The cluster analysis is a multivariate statistical technique, which assembles objects based on their similarity [70]. It plays a crucial role in providing a solution to the classification problems by placing different variables into groups so that members of the same cluster have a substantial degree of the association while the members of different clusters have a weak degree of association [71]. In this study, the cluster analysis used averaged values of water quality parameters at 19 various sampling sites in the Hau River in both An Giang and Can Tho provinces. The results of the grouping are shown in Figure 3. There was a strong association between the spatial and temporal variations of principal pollution factors, as demonstrated by the cluster analysis. This further indicated that human activities have significant effects on the water quality of the Hau River since they vary both spatially and temporally. The dendrogram shows the pollution status at the sampling sites, and it gives a summary of the clustering processes and their proximity. Cluster analysis (CA) was used to identify any similarity between the nineteen sampling sites by generating a dendrogram, then followed by grouping the sampling sites according to the percentage of their similarity and difference concerning the water quality parameters. The analysis of the similarity level of study sites from 4.349 to 100% was carried out to indicate the intensity of the relationship between sites as a cluster. It can be noticed that the sampling sites could be separated into six groups at a similarity level of 68.12%, which include Group 1(AG1), Group II (AG2-AG6, AG10), Group III (AG7-AG9), Group IV (CT1, CT6, and CT7), Group V (CT2-CT4) and Group VI (CT5, CT8, and CT9)

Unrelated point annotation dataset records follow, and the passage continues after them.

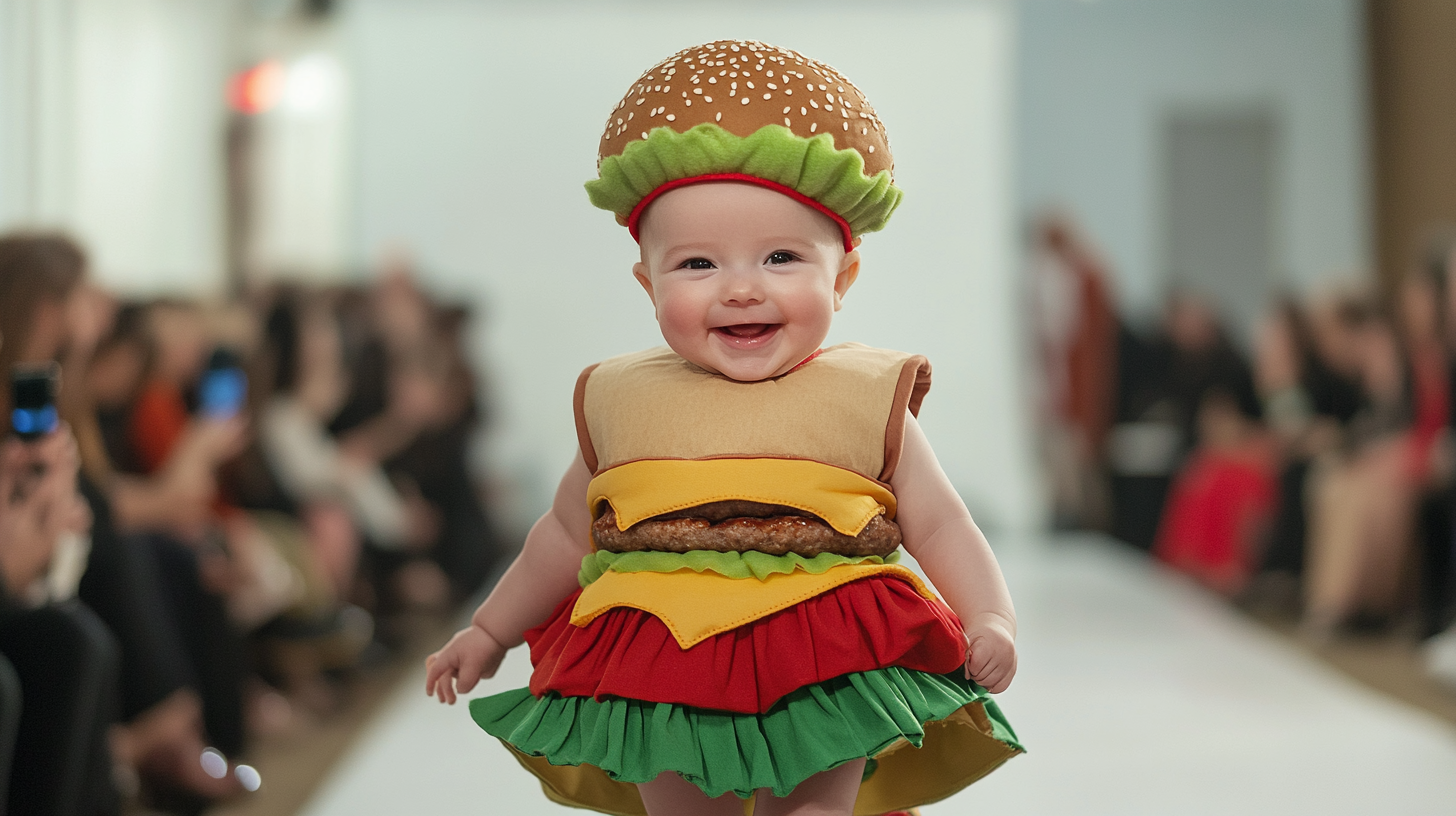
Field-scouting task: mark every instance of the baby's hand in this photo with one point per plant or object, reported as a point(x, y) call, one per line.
point(471, 656)
point(992, 653)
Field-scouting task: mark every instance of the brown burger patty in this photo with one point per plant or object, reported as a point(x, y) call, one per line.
point(741, 526)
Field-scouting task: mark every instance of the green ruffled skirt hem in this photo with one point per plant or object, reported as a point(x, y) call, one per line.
point(813, 729)
point(731, 564)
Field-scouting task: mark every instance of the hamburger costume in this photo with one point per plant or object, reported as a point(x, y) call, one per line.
point(743, 620)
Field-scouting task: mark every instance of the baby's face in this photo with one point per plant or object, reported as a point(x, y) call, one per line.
point(744, 280)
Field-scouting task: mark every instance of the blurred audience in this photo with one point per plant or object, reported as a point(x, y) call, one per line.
point(232, 500)
point(1314, 475)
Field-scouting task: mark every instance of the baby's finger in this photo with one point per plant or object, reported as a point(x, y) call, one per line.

This separation is due to a higher concentration of TAN, BOD, and coliforms across all the sampling sites (Table 1). There could be a significant source of pollutants affecting the water quality, such as commercial fish ponds and waste from residential areas. From the above clustering, it can be deduced that the sampling sites based on their level of similarity can be reduced from 19 sampling sites to 12 sites and still get meaningful data that depict a true reflection of the water quality parameters of the Hau River in the two provinces which can thus reduce on the costs spent in collecting data from the nineteen (19) sites. Based on the grouping of water quality presented in Figure 4, the number of water quality parameters could be reduced from 11 to 7, including Temp/Alk/Sal, pH/Dissolved oxygen, TSS/TC, TAN, BOD, NO₃⁻, and PO₄³⁻ from the Hau River. However, other water quality parameters need to be evaluated to plan and manage water quality for sustainable aquaculture production.

4. Conclusions

This study, along with the Hau River, demonstrated that the river has high BOD and total coliform levels while Dissolved oxygen levels are slightly below the desirable ranges for aquaculture. The low Dissolved oxygen values that varied from 3.7 to 5.7 mg/L in different sampling sites, e.g., at CT9, which was 3.79 ± 0.92 mg/L, are as a result of high BOD reported being from 2.7 to 4.7 mg/L higher than the desired ranges for aquaculture (1–2 mg/L). This was more so in areas surrounded by Pangasius fish farms and agricultural runoffs, which call for wastewater treatment provisions to avoid degrading the water quality in the Hau river for its sustainable utilization for aquaculture production. According to the results from PCA, water quality parameters that included: temperature, Dissolved oxygen, pH, Alkalinity, Salinity, TAN, TSS, BOD, NO₃⁻, PO₄³⁻ and total coliform is essential in indicating the status of the Hau River’s water quality because they affected the surface water quality at various sampling sites. Wastes from aquaculture facilities, agricultural areas, and industries affected the water quality of the Hau River, which is explained by PC1, PC2, PC3, PC4, and PC5. The cluster analysis makes it possible to reduce the sampling sites from 19 to 6, which cuts the costs and obtains the data required to draw a reliable conclusion. The treatment of wastes before disposal is vital in maintaining the water quality for sustainable aquaculture production. Therefore, multivariate statistical techniques are crucial in assessment, evaluation, and monitoring to maintain the quality of water resources.